Our initial thoughts were that she could have been caught by AVA but after a search around the empty factory, we found poor Cammy lying in a puddle of water. It had been raining and she was shivering. When she saw us approach, she tried to stand, vomited, wobbled and collapsed. She was very weak and wobbly on her legs and her stomach was terribly bloated. She wasn’t her usual self. We tried to carry her and take her to the vet but she kept walking away from us. We saw her straining to pee, but nothing came out. All she wanted to do was hide under a lorry and wait for death to overcome her.
As she walked away from us and jumped over a drain, she fell into it and didn’t have the energy to get out. A volunteer, Jozelle, immediately climbed into the foul smelling drain to carry poor Cammy out. Cammy then hid under a truck and lay there gasping for air. As we prodded her and tried to get her out, she moved and hid under another lorry. After a short chase, we managed to get her and rushed her to Emergency. She was seen immediately as we thought she was suffering from bloat, which can be fatal. However, the x-ray showed nothing but fluids in her abdomen. Cammy was immediately put on drip to stabilize her as her heart could stop beating any moment or she could go into seizure. The vet then did a needle aspiration and we were shocked with the amount of fluids drained out of her abdomen, 1.8litres of fluid. Imagine how she was feeling; we likened it to drowning. The vet said it could have been just a few days to get to this stage and we believe so, as we had just played with her last weekend. Had we not rescued her tonight, she would have eventually “drowned” in all the fluids, slowly and all alone, under that lorry.
|Look at how bloated her tummy is
|Draining the fluids from her abdomen|
Her blood test results came out later and that put us in greater shock. Cammy had severe dehydration, heart and kidney failure.
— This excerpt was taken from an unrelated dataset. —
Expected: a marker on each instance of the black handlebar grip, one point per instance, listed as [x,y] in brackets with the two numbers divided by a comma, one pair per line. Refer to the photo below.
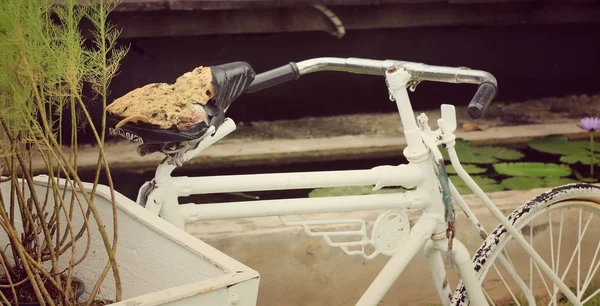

How could she have gotten so seriously ill when we saw her well and happy last week? More tests needs to be done but as emergency charges are rather expensive, we decided to wait till morning. For now, she is on drip in the emergency room. We tried feeding her but she isn’t eating.
|Eyes that no longer hold hope|
The vet has told us that she may not make it through the night, that her heart could stop beating anytime. How sad that strays often live and die alone. We let Cammy down. We said we would come back for her and find her a home, but we never did and now it’s probably too late. What’s sadder is that now mommy is left alone behind in the empty factory.
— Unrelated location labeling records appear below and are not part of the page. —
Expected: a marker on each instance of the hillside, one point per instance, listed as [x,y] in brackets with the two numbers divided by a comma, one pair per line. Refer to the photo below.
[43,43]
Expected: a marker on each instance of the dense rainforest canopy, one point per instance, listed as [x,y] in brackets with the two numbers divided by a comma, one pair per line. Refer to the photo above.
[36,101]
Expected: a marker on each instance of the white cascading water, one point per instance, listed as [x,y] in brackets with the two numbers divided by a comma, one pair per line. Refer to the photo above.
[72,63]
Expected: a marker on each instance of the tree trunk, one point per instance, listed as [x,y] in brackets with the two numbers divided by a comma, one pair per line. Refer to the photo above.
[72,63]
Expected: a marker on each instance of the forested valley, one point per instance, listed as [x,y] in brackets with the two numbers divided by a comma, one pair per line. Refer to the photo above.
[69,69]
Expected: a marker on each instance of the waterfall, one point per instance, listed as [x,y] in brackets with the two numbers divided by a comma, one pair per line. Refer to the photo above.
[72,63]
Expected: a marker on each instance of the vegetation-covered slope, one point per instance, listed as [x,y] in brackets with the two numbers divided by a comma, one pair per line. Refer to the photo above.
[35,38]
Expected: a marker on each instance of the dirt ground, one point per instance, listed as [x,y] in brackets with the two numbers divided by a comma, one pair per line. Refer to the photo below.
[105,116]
It’s been a long and emotionally draining night but sleep is the furthest from our minds. Tonight’s bill was $1200. Each time we say we won’t be rescuing any more dogs because we simply can’t afford it, but each time we look into their desperate eyes, pleading for help, telling us that we’re their only hope, we cave in.
Heart failure. Kidney failure. These are words often used on senior dogs. Cammy is 2 years old.
If you can help us with Cammy’s bill, please email firstname.lastname@example.org
Exhausted, we hope that our phone doesn’t ring in the wee hours of the morning because that would only bear bad news.